Mi sollevò il mento con due dita cosicché potessi guardalo negli occhi e puntò il suo sguardo penetrante e intenso dentro il mio. "Sei mia moglie e mi aspetto che tu ne parli con me quando abbiamo un problema, non con qualcun altro."
"Certo, lo so. Ma è diverso quando vorrei aiutarti e so che non me lo lascerai fare."
"Amore... credi davvero che io non sappia badare a me stesso? Ho una certa età ormai," disse regalandomi un sorriso sghembo dei suoi. Mi sembrava quasi di annegare in quel sorriso e in quei meravigliosi occhi scuri che mi fissavano con tanto ardore.
"Avrai anche quasi il doppio della mia età, ma non smetterò mai di preoccuparmi per te. Sei il mio cuore e ti amo."
Mi accarezzò con dolcezza disarmante, come se fossi la cosa più preziosa al mondo. Sfiorò la guancia con il dorso delle dita. "Ti amo anch'io," sussurrò con voce morbida e delicata. "Ma fai di nuovo una cosa del genere e non risponderò di me."
Non mi diede nemmeno il tempo di registrare le ultime parole che depositò all'angolo della mia bocca un piccolo bacio. Quelle labbra, così calde e morbide. Il cervello si scollegò dal resto del corpo e mi ritrovai a baciare e mordere con delicatezza il suo labbro inferiore. Giuseppe gemette sommessamente e io mi sciolsi del tutto. Avevo il respiro corto e sentivo cedere le gambe. Mi aggrappai alle sue spalle e mi sentii schiacciare contro la parete mentre la sua bocca premeva ancora di più contro la mia. "Quanto mi fai incazzare," disse tra un sospiro e l'altro.
Sorrisi consapevole sulle sue labbra. Posai una mano sulla sua guancia, sentendo la barba accennata e la basetta solleticare e punzecchiare tutta la mia mano. Fui travolta da un'ondata di bramosia e premetti di più la bocca contro la sua. Sentii la sua lingua toccare la mia. Mi abbandonai al bacio e lo lasciai fare mentre la sua mano, affondata fra i miei capelli, mi teneva ferma la testa attirandomi di più a sé. Lasciai che controllasse le mie labbra facendole muovere con le sue in perfetta sintonia. In ogni movimento s'incastravano e si univano perfettamente. Come due pezzi di un bellissimo puzzle, come fossero state create apposta per unirsi. Ero persa in lui, persa sulle sue labbra, persa in quel bacio. Tutto il mondo, tutto ciò che ci circondava, sembrava essere sparito in un istante. C'eravamo solo io e lui.

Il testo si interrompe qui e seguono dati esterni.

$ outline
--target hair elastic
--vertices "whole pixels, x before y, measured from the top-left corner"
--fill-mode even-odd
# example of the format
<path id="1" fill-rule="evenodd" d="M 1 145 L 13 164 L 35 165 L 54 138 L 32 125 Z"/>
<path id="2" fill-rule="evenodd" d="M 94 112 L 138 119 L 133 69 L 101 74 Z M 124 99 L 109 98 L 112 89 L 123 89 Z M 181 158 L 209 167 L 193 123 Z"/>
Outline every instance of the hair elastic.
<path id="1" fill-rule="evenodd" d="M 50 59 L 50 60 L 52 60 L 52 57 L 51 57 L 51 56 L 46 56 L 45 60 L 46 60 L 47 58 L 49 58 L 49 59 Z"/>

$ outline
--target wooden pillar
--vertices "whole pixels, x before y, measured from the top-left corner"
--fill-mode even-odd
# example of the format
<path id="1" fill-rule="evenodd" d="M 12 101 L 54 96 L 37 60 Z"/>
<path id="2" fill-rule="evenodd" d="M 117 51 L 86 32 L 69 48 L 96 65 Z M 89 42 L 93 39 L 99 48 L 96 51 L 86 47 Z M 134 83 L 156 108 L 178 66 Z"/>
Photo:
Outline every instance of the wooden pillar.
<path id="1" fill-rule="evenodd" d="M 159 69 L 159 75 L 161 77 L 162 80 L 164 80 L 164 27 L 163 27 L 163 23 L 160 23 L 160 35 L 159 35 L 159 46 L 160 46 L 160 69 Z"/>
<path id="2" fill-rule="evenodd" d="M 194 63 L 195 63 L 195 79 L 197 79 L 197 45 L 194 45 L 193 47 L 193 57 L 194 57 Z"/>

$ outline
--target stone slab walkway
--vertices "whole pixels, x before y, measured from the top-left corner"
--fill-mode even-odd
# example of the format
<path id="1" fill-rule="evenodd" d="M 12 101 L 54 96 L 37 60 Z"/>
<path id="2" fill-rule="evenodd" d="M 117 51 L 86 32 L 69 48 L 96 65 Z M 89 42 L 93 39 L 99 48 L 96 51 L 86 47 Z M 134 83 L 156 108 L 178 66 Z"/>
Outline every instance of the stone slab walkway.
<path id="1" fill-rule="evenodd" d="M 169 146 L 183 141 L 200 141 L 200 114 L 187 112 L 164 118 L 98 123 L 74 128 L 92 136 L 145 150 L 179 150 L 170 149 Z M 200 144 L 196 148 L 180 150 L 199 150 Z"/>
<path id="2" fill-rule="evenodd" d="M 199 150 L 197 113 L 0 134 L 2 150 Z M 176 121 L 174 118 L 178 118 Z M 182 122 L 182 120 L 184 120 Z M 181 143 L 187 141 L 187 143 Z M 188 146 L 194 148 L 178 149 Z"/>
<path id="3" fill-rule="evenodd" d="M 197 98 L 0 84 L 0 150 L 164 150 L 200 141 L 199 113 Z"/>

"Emma..." sussurrò sulle mie labbra, poi tornò a baciarmi con passione e trasporto. Dentro quel bacio ci stava buttando di tutto, percepivo chiaramente la sua rabbia, il desiderio, la passione e tutto l'amore che provava per me. In risposta, ogni cellula del mio corpo reagiva, era accesa, viva. La stessa cosa valeva per lui. Stretti uno all'altra, con il suo bacino contro il mio, iniziai a sentire la sua eccitazione crescere e premere contro di me mentre senza neanche accorgermene allargavo impercettibilmente le gambe per fargli più spazio. Mi voleva e lo volevo anch'io. Percepii un piacevole calore pervadermi. Strinsi fra le dita i suoi capelli morbidi sulla nuca. Ci staccammo soltanto quando iniziò a mancare il fiato. Giuseppe posò la sua fronte sulla mia tenendo gli occhi chiusi ed emise un profondo sospiro. Quando aprì gli occhi, li puntò dritti dentro i miei. Brillavano ardenti e disarmanti.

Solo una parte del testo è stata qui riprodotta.